À ma fille, ma guerrière

girl in hospital bed

Ma grande fille,

Tu as presque tes onze ans. Tout ce que tu as pu surmonter depuis ta naissance est tout simplement irréel. Depuis que tu es sortie de mon ventre, tu as enchaîné les rendez-vous médicaux sans broncher. Passant de médecin en médecin, tu as laissé chacun d’eux t’examiner sans même te plaindre. Heureusement pour nous, de rendez-vous en rendez-vous, les nouvelles étaient bonnes, mais depuis six mois, les mauvaises nouvelles ont pris le dessus.

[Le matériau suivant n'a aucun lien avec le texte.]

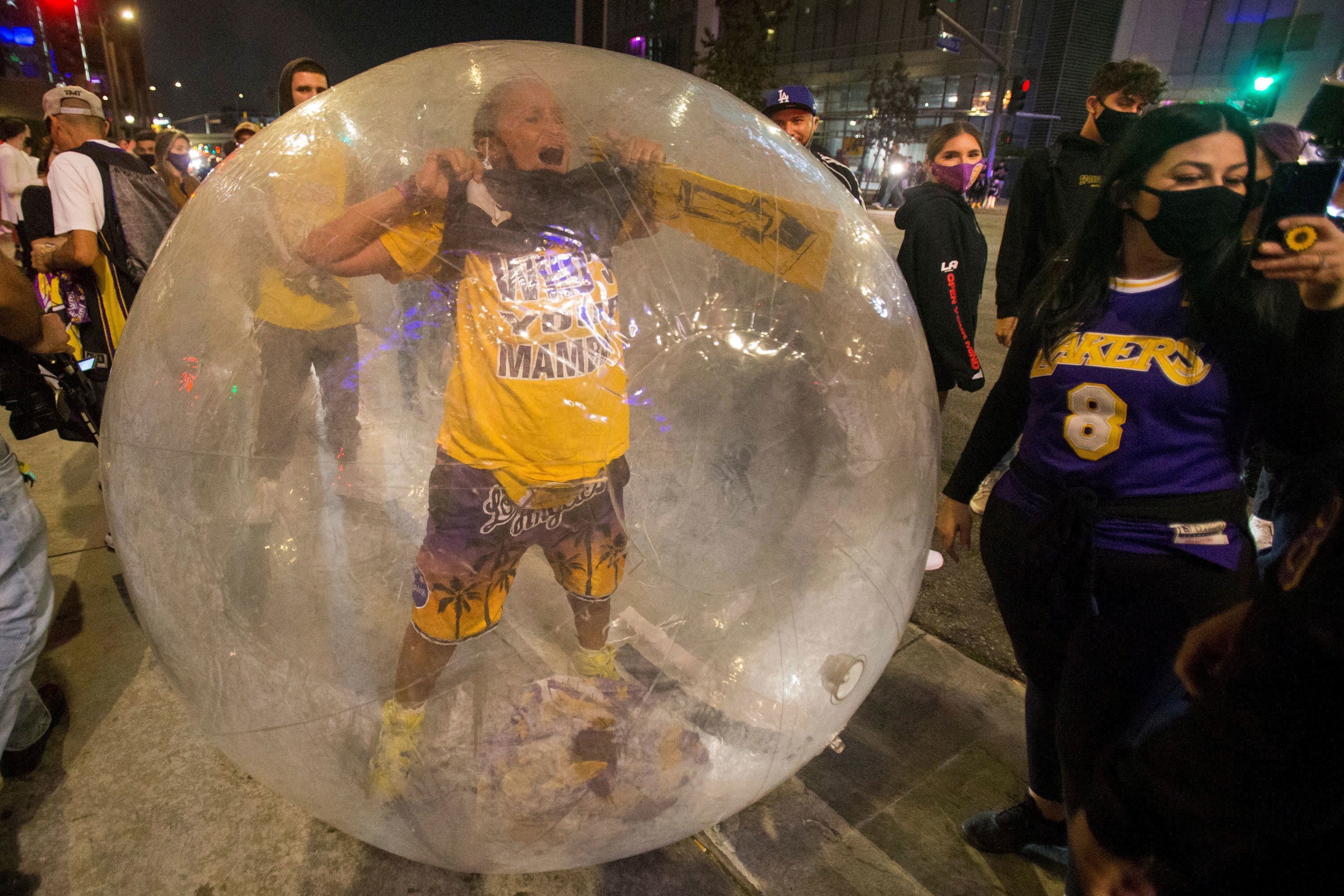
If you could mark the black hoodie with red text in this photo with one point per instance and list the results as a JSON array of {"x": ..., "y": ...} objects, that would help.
[{"x": 943, "y": 258}]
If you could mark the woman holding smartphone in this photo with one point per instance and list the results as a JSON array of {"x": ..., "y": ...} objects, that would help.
[{"x": 1146, "y": 355}]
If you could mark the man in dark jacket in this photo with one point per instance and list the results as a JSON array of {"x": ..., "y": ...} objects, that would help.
[
  {"x": 796, "y": 112},
  {"x": 300, "y": 81},
  {"x": 1057, "y": 186}
]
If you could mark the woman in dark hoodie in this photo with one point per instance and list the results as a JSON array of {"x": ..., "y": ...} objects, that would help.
[{"x": 944, "y": 256}]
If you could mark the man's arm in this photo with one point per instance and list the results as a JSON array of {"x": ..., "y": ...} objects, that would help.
[
  {"x": 1021, "y": 226},
  {"x": 21, "y": 319},
  {"x": 363, "y": 223},
  {"x": 69, "y": 252},
  {"x": 77, "y": 203}
]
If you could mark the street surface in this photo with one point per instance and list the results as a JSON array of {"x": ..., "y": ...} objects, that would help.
[{"x": 132, "y": 798}]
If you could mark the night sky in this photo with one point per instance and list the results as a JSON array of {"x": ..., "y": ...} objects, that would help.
[{"x": 220, "y": 49}]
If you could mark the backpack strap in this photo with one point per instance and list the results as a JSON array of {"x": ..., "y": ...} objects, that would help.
[{"x": 112, "y": 236}]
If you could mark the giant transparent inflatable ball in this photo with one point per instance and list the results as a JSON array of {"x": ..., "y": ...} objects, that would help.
[{"x": 522, "y": 456}]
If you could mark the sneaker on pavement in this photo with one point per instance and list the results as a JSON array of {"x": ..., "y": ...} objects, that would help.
[
  {"x": 987, "y": 485},
  {"x": 1012, "y": 829},
  {"x": 597, "y": 664},
  {"x": 17, "y": 763},
  {"x": 398, "y": 747},
  {"x": 1262, "y": 532}
]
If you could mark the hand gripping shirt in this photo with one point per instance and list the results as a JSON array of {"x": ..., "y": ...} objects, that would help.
[
  {"x": 538, "y": 389},
  {"x": 1133, "y": 409}
]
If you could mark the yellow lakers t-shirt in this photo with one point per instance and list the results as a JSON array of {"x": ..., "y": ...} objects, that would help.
[
  {"x": 538, "y": 390},
  {"x": 307, "y": 190}
]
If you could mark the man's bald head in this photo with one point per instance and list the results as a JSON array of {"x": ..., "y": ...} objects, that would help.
[{"x": 73, "y": 129}]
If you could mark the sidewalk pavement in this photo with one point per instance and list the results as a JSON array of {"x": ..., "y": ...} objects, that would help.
[{"x": 132, "y": 800}]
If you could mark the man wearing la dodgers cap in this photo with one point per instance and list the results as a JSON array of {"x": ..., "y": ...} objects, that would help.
[{"x": 793, "y": 109}]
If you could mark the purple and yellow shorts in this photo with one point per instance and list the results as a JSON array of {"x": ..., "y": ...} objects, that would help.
[{"x": 476, "y": 538}]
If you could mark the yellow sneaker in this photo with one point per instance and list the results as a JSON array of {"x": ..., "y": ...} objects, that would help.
[
  {"x": 597, "y": 664},
  {"x": 398, "y": 746}
]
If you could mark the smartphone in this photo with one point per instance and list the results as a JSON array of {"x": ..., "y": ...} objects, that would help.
[{"x": 1297, "y": 190}]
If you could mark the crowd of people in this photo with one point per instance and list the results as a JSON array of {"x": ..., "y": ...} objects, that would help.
[
  {"x": 1182, "y": 668},
  {"x": 1182, "y": 675},
  {"x": 86, "y": 217}
]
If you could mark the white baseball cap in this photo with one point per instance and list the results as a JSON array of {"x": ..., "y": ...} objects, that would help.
[{"x": 53, "y": 100}]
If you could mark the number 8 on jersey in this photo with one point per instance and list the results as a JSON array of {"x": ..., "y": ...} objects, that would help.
[{"x": 1093, "y": 428}]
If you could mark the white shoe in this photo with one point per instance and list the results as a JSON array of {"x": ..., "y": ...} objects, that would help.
[
  {"x": 1262, "y": 531},
  {"x": 263, "y": 507},
  {"x": 987, "y": 485}
]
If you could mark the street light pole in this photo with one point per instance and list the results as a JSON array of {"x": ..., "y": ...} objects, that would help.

Le jour de ta naissance, les médecins ne croyaient pas que tu pourrais marcher. La crainte d’avoir à vivre d’une façon différente avec toi ne m’avait jamais traversé l’idée avant ce jour-là. Rien n’était visible lors des échographies et notre médecin s’est repassé le résultat de tous tes tests encore et encore pour s’en assurer. Les émotions que nous avons vécues, ton papa et moi, étaient si mélangées. D’un côté, nous étions si heureux de pouvoir enfin te prendre dans nos bras, de pouvoir te donner des bisous, de t’observer longuement pendant ton sommeil, de sentir ton petit souffle sur notre peau lorsque tu étais dans nos bras mais de l’autre, tout était tellement imprévisible. Et j’avais la rage au coeur, trouvant la vie si injuste envers les enfants comme toi. Toi qui n’as rien demandé du tout.

Lorsque je ferme les yeux, je revois ton petit corps de deux mois, emmailloté dans une couverture, prêt à passer sa première résonance magnétique. Je te revois encore hurler de frustration, d’incompréhension et de rage, toi qui voulais simplement être dans les bras de ta maman. L’impuissance que j’ai ressentie ce jour-là m’a fait mal; un si petit être ne devrait pas être confronté à une aussi grosse épreuve et aucun enfant ne devrait être prisonnier du monde médical aussi jeune.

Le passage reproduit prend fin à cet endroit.